気心の知れた仲間であり、お互いに信頼を置いているからこそ可能なことだ。技術面など曲全体の完成度の高さよりも、その日その時その一瞬にしか得られない偶発的な演奏の成果を重視してのことらしい。

 シャッフルのリズムに手腕を見せる伊藤、独特の跳ねるフレージングを聴かせる岡部の貢献は大きい。4人の演奏に奥野真哉がピアノ、オルガンなどのキーボードをダビングしている。

 アルバムの1曲目はYO―KING作の「メロディー」。早口で歌詞をまくしたてる字余り調のフォーク・ロックだ。かつて吉田拓郎がボブ・ディランの『ブロンド・オン・ブロンド』時期の曲を下敷きにしたのを思い起こさせる。最初は“退屈”をテーマにしながら、話が広がり、当人自身も“なんだかよくわからなくなった”と歌う、人を食ったような歌詞の展開だ。

「トーキングソング」は桜井が手がけた曲。ニューオーリンズのR&B風の演奏をバックに言葉以上に“目”や“手”“間”が真意を雄弁に物語るコミュニケーションを考察した歌だ。
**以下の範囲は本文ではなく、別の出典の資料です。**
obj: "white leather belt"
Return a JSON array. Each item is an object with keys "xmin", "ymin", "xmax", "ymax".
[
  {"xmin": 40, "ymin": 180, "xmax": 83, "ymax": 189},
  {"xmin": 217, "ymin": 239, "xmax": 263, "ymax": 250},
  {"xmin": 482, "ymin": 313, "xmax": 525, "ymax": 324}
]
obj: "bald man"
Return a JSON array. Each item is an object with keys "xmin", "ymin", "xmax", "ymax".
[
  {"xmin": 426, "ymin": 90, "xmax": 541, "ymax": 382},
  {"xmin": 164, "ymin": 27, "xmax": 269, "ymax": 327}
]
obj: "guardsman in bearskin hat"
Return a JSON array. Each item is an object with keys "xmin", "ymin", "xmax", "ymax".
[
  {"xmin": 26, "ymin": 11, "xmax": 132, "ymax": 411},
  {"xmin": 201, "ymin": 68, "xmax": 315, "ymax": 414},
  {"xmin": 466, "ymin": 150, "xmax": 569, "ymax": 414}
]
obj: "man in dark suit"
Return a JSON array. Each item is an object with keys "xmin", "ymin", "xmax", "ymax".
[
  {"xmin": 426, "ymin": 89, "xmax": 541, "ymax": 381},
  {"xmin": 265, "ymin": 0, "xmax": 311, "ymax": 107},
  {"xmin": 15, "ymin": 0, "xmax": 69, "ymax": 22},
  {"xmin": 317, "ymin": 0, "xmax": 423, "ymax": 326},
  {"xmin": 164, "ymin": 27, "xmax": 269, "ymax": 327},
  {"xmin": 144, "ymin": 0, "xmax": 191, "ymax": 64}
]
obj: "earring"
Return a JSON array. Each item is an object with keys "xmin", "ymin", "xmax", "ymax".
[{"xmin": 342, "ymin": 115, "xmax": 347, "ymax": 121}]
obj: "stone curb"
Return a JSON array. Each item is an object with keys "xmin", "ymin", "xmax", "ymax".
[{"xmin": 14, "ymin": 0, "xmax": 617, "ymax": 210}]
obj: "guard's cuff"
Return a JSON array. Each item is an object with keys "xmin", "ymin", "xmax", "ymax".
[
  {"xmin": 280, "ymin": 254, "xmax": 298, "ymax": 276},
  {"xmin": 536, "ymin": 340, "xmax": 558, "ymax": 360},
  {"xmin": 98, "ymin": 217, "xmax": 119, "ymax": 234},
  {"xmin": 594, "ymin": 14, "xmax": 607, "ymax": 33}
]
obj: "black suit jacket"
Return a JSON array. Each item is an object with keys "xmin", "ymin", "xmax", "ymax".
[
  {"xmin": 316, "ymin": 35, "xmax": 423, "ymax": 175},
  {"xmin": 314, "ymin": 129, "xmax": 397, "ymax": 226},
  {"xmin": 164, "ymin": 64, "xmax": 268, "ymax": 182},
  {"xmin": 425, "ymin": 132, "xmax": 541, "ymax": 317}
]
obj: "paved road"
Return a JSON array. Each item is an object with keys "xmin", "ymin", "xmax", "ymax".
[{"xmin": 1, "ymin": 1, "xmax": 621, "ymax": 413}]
「ライダースオンナ」はワイルドなスライド・ギターをフィーチャーしたスピーディーなR&Bベースのブギ・ナンバー。ライダースとは革ジャン、つまりタイトルは袖を通さずに革ジャンを肩掛けにした女性のことだが、YO―KINGが思いついたことを書き並べた話の展開は理解し難い。

「Z」は、桜井によるロカビリー・スタイルの演奏をバックに、初めてマイカーのセダンを手に入れた昔、“いつかは Z”と、憧れたクルマの話を歌っている。

「手ぶら」はスティール・ギターやホンキートンク風のピアノによるカントリー調の牧歌的な曲。スマホ以外は手にするものなし、という手ぶらの気ままな旅を歌っているが、曲を書いたYO―KINGはふだん、“断捨離”とは無縁な物持ちだと明かしている。

「ギター小僧」は、桜井のギターをフィーチャーした演奏曲で、サーフ・ギターを基本にしながら、時にポップなフレーズを織り込んでいる。